The wedding attracted opposition and protests from Venetians. An activist from the group No Space for Bezos stated that the wedding was "...the symbol of the exploitation of the city by outsiders... Venice is now just an asset" and that "Venice is being treated like a showcase, a stage." The group hung banners from the Rialto Bridge and the bell tower of San Giorgio Maggiore. Activists had planned to protest at the Scuola vecchia della Misericordia, where the wedding celebrations were due to be held, by filling the canal with inflatable crocodiles. The venue was moved to the Venetian Arsenal in the Castello district, which was described by Reuters as "surrounded by water and impossible to reach by land when connecting bridges are raised." The venue was also purportedly changed due to heightened security following the Twelve-Day War and the expected attendance of Ivanka Trump, daughter of the president of the United States, Donald Trump.

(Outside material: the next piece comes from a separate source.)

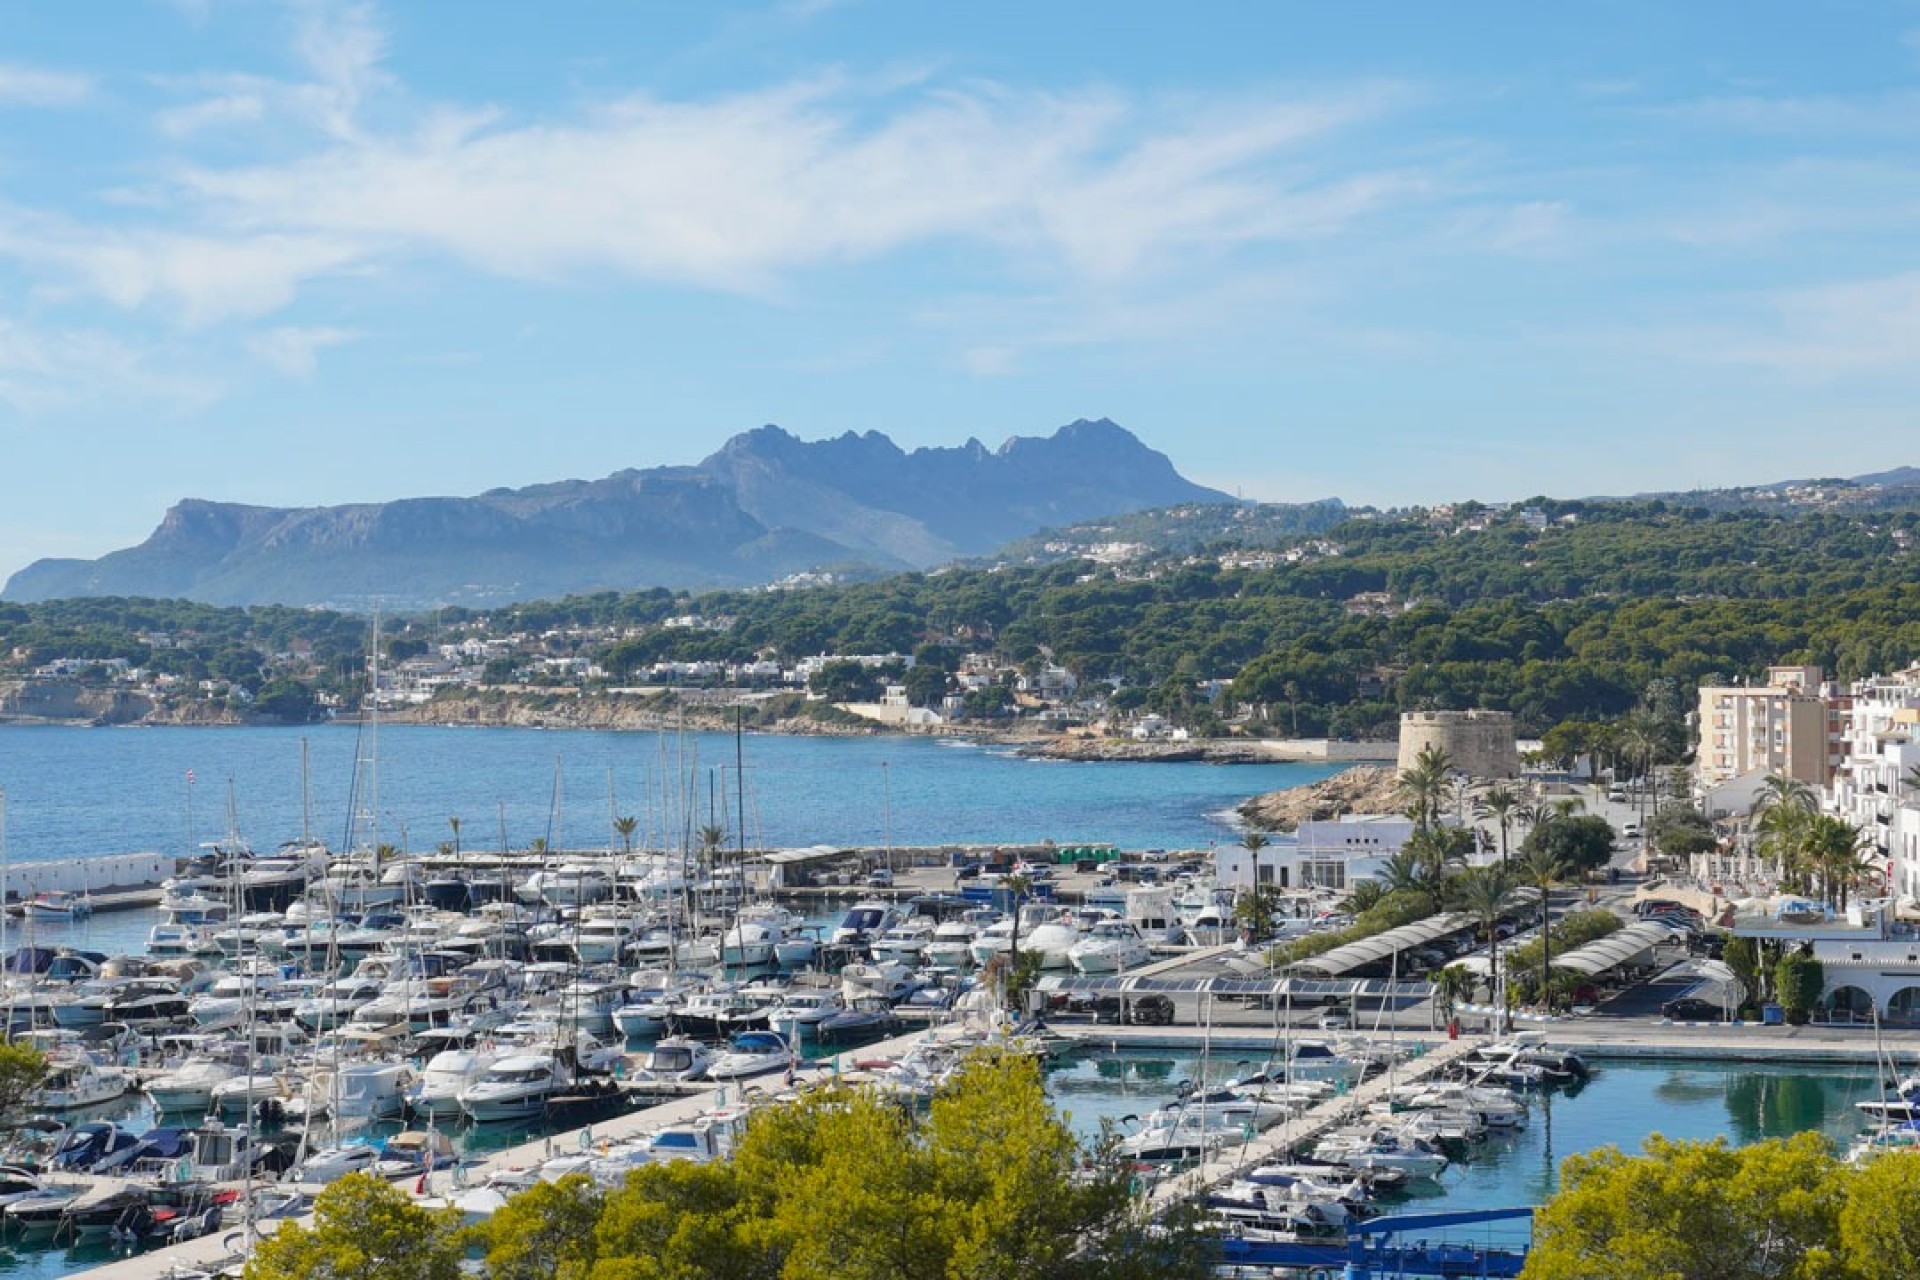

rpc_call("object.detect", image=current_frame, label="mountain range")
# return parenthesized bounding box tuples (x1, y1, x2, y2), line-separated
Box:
(2, 419, 1232, 610)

In addition to protests organised by local groups, activists from Greenpeace and British political campaign group Everyone Hates Elon unfurled a large banner in Piazza San Marco on June 23; the banner featured an image of Bezos laughing, along with the slogan "If you can rent Venice for your wedding you can pay more tax." A statement from the two groups explained that although Bezos is one of the wealthiest people in the world, he "is reported to pay a 1.1% true tax rate", and that the aim of the protest was to highlight the comparatively low tax contributions of billionaires, who nonetheless "exacerbat[e] the climate crisis with environmentally unsustainable lifestyles". The banner was soon removed by local police.